Wednesday, January 30, 2008

"I """"probably""""" deserved all that happened" - mmm!

I have again considered at some length your last message, I will not get involved in any sort of mediation no matter what agency you suggest and there will not be any personal meetings of any kind.
I WILL answer your questions via FR and possibly talk to you by telephone at a later date when and if I feel confident that it is actually only answers that you want.How can I possibly trust you when you veer between threats and moral blackmail, how can I rely on what you say when you have threatened both myself and my brother.
I think that there are some things that I need to say before you start asking questions, it may give you an insight into my feelings on the matter.
Firstly, I do not seek or need your forgiveness, you may have forgotten or chosen to forget that you have in fact forgiven me twice before, you cannot keep on using it as a bargaining chip or method of getting what you want. I have had to move on from events in the past, again you may have chosen to ignore the absolute wreck that my life was 7 years ago, I fully accept that I probably deserved all that happened but the fact still remains that I have had to painfully piece my life back together, I have paid the full price for what I did both morally and legally. I do not owe you anything.
Secondly, you still talk about guilt and blame on your part, I have never ever said that any of the past was your fault in any way whatsoever, in fact just the opposite, I have always accepted full responsibility for what happened, YOU WERE NOT TO BLAME ,IT WAS NOT YOUR FAULT. I admitted everything to your Mother when challenged and I pleaded guilty at court, I have never said to you that I thought you were in any way to blame.
Thirdly, this is my observation and I would stress that it is only my feelings about things.
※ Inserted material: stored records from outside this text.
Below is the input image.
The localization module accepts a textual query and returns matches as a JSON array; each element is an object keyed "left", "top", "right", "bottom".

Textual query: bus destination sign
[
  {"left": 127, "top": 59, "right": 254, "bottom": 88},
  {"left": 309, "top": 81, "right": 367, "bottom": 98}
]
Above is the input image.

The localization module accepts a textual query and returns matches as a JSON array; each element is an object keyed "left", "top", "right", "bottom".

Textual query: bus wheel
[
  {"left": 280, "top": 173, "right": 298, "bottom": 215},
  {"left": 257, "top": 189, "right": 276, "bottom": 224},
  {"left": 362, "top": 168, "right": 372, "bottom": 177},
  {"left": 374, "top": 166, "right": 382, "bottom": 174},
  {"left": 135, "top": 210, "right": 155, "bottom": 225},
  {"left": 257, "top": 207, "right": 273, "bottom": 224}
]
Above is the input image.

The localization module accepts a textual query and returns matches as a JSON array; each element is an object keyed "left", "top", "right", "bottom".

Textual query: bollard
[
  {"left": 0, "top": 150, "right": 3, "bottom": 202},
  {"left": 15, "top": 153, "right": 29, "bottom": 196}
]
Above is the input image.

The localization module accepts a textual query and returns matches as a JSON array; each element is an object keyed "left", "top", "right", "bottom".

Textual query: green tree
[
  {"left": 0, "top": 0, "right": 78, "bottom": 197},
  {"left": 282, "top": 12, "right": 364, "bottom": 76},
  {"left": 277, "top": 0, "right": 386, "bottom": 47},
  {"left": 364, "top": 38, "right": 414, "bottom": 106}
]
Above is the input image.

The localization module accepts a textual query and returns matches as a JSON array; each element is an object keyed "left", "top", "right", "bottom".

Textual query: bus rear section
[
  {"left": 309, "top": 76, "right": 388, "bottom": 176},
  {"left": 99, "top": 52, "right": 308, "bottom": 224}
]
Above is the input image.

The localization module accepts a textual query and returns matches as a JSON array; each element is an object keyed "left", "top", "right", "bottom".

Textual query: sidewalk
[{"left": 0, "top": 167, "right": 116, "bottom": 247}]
I wonder if you actually really want to stop the negative feelings that you say you have, you seem to use it as justification for some of the questionable things you do, how much do you actually want to recover, or is it that you are just more comfortable being the eternal victim.
Fourthly, if what you say about the rest of your family is indeed true then I am appalled by their actions, the very people you should be able to rely on to support and help you have let you down badly, I have always had reservations about your Mother,Father and brothers true motives for wanting to see me in court and it appears that I may have been correct. Your Father wanted revenge, your Mother rid of me (as I had ceased to be financially useful) and your brother to placate his hysterical wife. None of them it would appear wanted it for you.
I am sorry if my tone seems harsh but I think it better that you have a clear picture on how I feel about things, I am not racked by guilt, sat at home wringing my hands waiting for absolution. The reason? NECESSITY, because there was no other alternative, basically sink or swim. I have had to get on with life and with a will to succeed and support from family I have regained some self respect and stability and above all the love and companionship of a very special person.
You are not the only person who has had problems in their life and has had to get over traumatic events, you have much to look forward too and work for, do not let life slip by.
Please start posting your questions on FR as soon as you wish.
I will send you the details of the police contact in the next few days.